Note that this isn't really a new function -- it's the same one that you
posted (or would have posted, i think, if you had posted the last line of
it). Except, mine was from a version that had =: instead of =: for its
intermediate results. That's bad, for production code, but it does let us
see what the bug is:
_4 ]\ expand #inv (+/expand){.data
┌────────────────────┬───────────────────┬─────────────────────────┬────────────────────┐
│param1 │param2 │param3 │param5
│
├────────────────────┼───────────────────┼─────────────────────────┼────────────────────┤
│param1 = 12345 │param2 = NONE │param3 = hello world │
│
├────────────────────┼───────────────────┼─────────────────────────┼────────────────────┤
│ │ │param1 = 34567 │param3
= hello bob │
├────────────────────┼───────────────────┼─────────────────────────┼────────────────────┤
│param5 - zero one │ │ │param5
= two three │
├────────────────────┼───────────────────┼─────────────────────────┼────────────────────┤
│param1 = 6789 │param2 = SOME │ │
│
├────────────────────┼───────────────────┼─────────────────────────┼────────────────────┤
│param1 │param2 │param3 │param5
│
└────────────────────┴───────────────────┴─────────────────────────┴────────────────────┘
I am not defining "expand" properly. Thus, parameters are being misplaced.

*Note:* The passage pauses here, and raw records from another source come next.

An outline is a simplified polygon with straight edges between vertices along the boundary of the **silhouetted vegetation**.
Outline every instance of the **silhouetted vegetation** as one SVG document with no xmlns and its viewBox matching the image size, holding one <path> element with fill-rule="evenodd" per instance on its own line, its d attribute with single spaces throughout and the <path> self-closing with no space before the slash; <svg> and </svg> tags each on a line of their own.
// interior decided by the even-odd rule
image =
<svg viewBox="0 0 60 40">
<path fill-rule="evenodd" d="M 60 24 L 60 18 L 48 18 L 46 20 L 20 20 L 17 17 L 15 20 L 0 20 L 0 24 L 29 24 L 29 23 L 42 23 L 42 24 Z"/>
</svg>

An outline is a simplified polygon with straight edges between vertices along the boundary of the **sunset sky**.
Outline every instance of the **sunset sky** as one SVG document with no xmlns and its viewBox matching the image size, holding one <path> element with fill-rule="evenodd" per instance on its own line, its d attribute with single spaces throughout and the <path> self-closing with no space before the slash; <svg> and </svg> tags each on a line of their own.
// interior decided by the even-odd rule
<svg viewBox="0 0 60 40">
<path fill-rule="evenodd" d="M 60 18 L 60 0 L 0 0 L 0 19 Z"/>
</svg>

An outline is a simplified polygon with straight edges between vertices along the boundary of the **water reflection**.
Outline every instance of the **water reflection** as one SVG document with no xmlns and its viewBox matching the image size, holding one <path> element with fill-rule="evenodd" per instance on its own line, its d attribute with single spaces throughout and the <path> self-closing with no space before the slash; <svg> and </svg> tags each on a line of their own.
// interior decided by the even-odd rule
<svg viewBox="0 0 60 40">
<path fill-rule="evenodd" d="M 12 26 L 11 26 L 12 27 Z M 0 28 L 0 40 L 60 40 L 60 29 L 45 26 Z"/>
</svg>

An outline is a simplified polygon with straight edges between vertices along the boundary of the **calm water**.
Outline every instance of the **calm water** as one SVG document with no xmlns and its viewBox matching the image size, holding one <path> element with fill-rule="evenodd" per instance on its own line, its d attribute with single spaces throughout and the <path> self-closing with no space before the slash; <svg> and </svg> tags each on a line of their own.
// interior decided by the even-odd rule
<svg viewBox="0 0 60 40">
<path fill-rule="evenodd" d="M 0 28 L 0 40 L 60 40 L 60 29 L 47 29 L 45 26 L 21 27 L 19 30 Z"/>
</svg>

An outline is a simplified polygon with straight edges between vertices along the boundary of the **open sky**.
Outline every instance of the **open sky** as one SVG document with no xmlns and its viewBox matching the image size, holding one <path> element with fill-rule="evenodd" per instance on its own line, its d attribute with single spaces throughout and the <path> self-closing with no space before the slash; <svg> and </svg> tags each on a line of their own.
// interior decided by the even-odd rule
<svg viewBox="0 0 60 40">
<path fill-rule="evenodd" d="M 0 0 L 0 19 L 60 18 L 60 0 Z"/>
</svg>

If I use an alternate definition for expand, it seems to get the parameters
into the right places:
expand=: ;0 1 2 3 e.L:0 (<;.1~ 1,2>:/\]) ,I. |:>(e.L:0~ /:~@;) {."1 locs
_4 ]\ expand #inv (+/expand){.data
┌───────────────────┬───────────────────┬─────────────────────────┬────────────────────┐
│param1 │param2 │param3 │param5
│
├───────────────────┼───────────────────┼─────────────────────────┼────────────────────┤
│param1 = 12345 │param2 = NONE │param3 = hello world │
│
├───────────────────┼───────────────────┼─────────────────────────┼────────────────────┤
│param1 = 34567 │ │param3 = hello bob │param5
- zero one │
├───────────────────┼───────────────────┼─────────────────────────┼────────────────────┤
│ │ │ │param5 =
two three │
├───────────────────┼───────────────────┼─────────────────────────┼────────────────────┤
│param1 = 6789 │param2 = SOME │ │
│
├───────────────────┼───────────────────┼─────────────────────────┼────────────────────┤
│param1 │param2 │param3 │param5
│
└───────────────────┴───────────────────┴─────────────────────────┴────────────────────┘
...and this also lets me clean up some unneeded stuff (I no longer need to
add the blank tags to the text I am working with, and so I no longer need
to drop those rows from the result.. except it blows up if no tags are
present, so I can't get rid of that entirely...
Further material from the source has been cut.